Nel solco degli happening degli anni ’60, Parreno s’
impossessa della Galleria Sud del Centre Pompidou e – attraverso un dialogo serrato tra virtuale e reale in grado di produrre senso – dello spazio circostante. Parreno sovverte le dinamiche sociali del vicinato attraverso lo sguardo (dello spettatore) e in rapporto all’immagine. È una (de)politicizzazione morbida, che ha il risultato di caricare l’opera d’un significato puramente artistico, e quindi
effettivamente politico. Il rapporto tra dentro e fuori modifica lo sguardo sul reale, i comportamenti nella realtà e la realtà stessa.
Il soggetto (ri)pensa il mondo attraverso la palingenesi dello sguardo, del punto di vista, generata dalla dialettica tra esterno e interno.
L’esposizione come interstizio della sensazione nuova, la decolonizzazione dello spazio sociale preso in ostaggio. Un operazione di matrice situazionista, alla Robin Hood, della stessa famiglia delle azioni e operazioni di
Pierre Huyghe.
Del progetto espositivo – oltre a
Parade? Un livre pour enfants di Parreno, illustrato da
Johan Olander, che ricorda l’estetica di
Ed “Big Daddy” Roth, cara al suo quasi omonimo
Steve Parrino – fanno parte una serie di eventi predisposti specificamente per i bambini. Il medium è l’esposizione, e le relazioni che qui hanno luogo sono parte dell’opera, in cui gli oggetti in sé perdono di valore e partecipano del senso. Non è il medium a essere il messaggio, bensì l’uso che se ne fa.

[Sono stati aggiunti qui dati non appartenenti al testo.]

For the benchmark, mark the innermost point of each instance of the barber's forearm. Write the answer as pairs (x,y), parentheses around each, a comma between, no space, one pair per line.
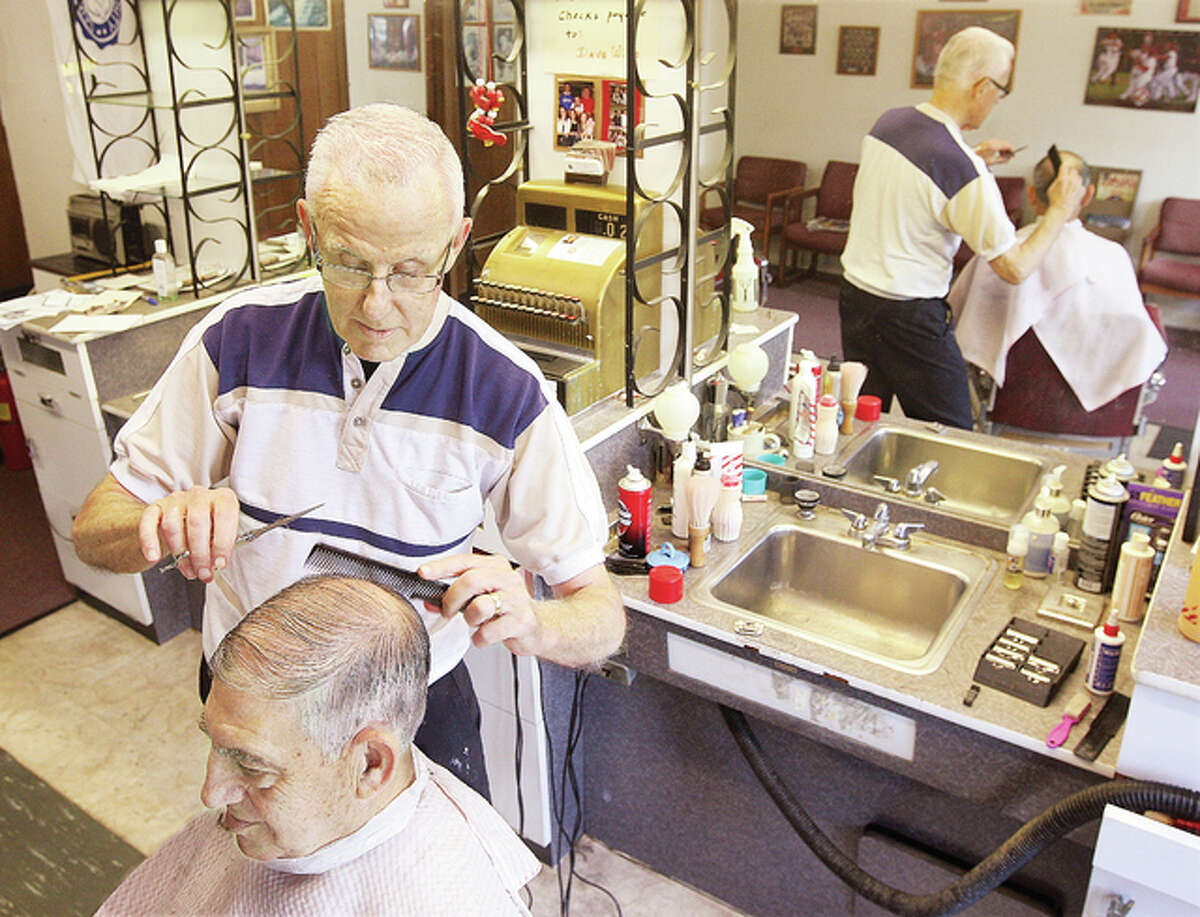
(1019,262)
(106,531)
(583,628)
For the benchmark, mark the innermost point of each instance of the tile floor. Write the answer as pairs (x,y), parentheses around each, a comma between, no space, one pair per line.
(108,719)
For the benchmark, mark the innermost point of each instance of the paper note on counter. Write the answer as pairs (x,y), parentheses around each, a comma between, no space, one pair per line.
(78,323)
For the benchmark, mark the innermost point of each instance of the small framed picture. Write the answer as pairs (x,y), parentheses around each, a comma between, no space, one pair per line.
(576,111)
(858,47)
(310,13)
(621,113)
(394,41)
(798,29)
(935,28)
(256,69)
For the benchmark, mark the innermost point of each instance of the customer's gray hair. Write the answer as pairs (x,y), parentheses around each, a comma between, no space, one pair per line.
(971,54)
(1044,173)
(377,148)
(352,653)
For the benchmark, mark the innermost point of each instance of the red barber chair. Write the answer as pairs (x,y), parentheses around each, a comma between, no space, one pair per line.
(1037,402)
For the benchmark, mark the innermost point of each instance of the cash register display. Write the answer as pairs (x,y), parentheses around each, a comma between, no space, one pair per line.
(546,216)
(598,222)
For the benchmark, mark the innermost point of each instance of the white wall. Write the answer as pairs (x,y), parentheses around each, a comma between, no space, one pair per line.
(35,123)
(787,105)
(816,115)
(370,84)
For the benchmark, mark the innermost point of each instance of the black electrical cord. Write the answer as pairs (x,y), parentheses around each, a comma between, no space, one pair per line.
(519,750)
(1053,823)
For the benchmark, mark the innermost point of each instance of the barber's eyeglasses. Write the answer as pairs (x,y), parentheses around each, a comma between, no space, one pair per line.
(397,281)
(1002,89)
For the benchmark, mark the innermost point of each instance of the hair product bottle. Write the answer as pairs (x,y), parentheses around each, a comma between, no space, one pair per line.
(1107,643)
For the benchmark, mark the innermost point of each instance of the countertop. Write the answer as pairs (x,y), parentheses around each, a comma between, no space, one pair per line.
(940,693)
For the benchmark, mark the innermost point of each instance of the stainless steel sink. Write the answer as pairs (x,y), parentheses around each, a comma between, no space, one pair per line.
(899,609)
(978,480)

L’imponente schermo al centro presenta un video, parte di spazio che partecipa del reale, in cui una carrellata – affare di morale, come disse
Godard – spoglia lo spettatore del suo ruolo di sfruttatore. Gli sguardi s’incrociano, lo schermo è un rigeneratore dell’atto del guardare e un movimento continuo. Non un’immagine giusta, giusto un’immagine. La telecamera rallenta, trema, buca l’immagine. C’è un dialogo fra l’istante e lo sviluppo: magia dell’apparizione, magia del cinema parafrasata dai giochi di ombre e luci, che immergono l’osservatore in un limbo tra spettacolo, realtà e ricordi. Al “risveglio”, le tende si alzano e di quello che era resta l’esterno e i rumori provenienti dallo spazio circostante.

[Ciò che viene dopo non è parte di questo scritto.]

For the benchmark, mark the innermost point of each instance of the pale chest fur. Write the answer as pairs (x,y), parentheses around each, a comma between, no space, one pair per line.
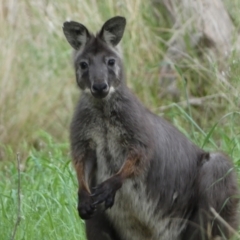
(132,220)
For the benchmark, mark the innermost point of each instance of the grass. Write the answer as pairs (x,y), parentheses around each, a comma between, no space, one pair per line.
(48,196)
(38,95)
(37,79)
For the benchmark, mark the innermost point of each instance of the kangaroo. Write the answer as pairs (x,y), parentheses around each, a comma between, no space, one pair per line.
(139,177)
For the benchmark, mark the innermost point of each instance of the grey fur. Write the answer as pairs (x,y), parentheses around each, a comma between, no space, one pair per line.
(177,182)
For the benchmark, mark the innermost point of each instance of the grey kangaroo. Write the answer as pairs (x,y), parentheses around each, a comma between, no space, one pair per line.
(139,177)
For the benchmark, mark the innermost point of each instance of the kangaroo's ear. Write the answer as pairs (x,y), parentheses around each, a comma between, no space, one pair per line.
(112,30)
(76,34)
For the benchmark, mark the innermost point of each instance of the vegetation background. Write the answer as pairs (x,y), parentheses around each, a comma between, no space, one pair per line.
(38,94)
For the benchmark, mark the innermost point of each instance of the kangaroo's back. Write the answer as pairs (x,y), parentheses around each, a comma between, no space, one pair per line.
(152,181)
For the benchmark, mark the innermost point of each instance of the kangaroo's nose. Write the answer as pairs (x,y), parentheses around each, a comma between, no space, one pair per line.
(100,90)
(99,87)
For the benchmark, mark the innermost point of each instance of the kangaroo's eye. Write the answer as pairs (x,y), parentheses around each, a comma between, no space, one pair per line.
(111,62)
(83,65)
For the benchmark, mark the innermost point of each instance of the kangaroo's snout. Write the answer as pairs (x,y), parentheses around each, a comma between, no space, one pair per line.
(100,90)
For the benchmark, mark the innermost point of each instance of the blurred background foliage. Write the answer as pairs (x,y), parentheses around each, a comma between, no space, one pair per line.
(37,82)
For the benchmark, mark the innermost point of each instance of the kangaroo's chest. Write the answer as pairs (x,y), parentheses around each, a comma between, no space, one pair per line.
(109,137)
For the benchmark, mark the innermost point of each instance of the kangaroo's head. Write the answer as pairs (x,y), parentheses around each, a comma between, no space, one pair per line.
(97,62)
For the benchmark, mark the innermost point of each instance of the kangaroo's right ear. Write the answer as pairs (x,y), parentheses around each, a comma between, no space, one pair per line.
(76,34)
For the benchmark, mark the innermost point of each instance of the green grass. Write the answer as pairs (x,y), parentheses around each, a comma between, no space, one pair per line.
(38,91)
(48,186)
(48,196)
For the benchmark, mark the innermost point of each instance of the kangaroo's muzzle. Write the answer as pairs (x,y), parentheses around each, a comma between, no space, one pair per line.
(100,90)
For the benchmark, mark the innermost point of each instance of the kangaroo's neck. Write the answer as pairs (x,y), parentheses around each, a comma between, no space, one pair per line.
(115,101)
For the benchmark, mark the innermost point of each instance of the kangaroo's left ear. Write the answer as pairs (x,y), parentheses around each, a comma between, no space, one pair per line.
(112,30)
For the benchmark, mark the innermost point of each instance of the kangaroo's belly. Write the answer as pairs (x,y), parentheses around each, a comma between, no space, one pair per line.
(134,215)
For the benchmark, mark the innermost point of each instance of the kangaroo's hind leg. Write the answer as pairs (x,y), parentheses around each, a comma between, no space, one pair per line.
(100,228)
(217,189)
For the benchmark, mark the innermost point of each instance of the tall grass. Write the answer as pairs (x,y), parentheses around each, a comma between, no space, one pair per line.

L’esposizione si presenta come un campo di possibilità, un’opera aperta, una nebulosa di spazio, immagini e memoria in dialogo. Quelle stesse immagini non occupano lo spazio dell’immaginario, lo abitano, creando vuoti fecondi nell’invenzione del proprio rapporto col mondo. Si tratta di scegliere una posizione all’interno, e all’esterno, di un racconto, una narrazione a cui prendiamo parte e di cui possiamo definire i caratteri.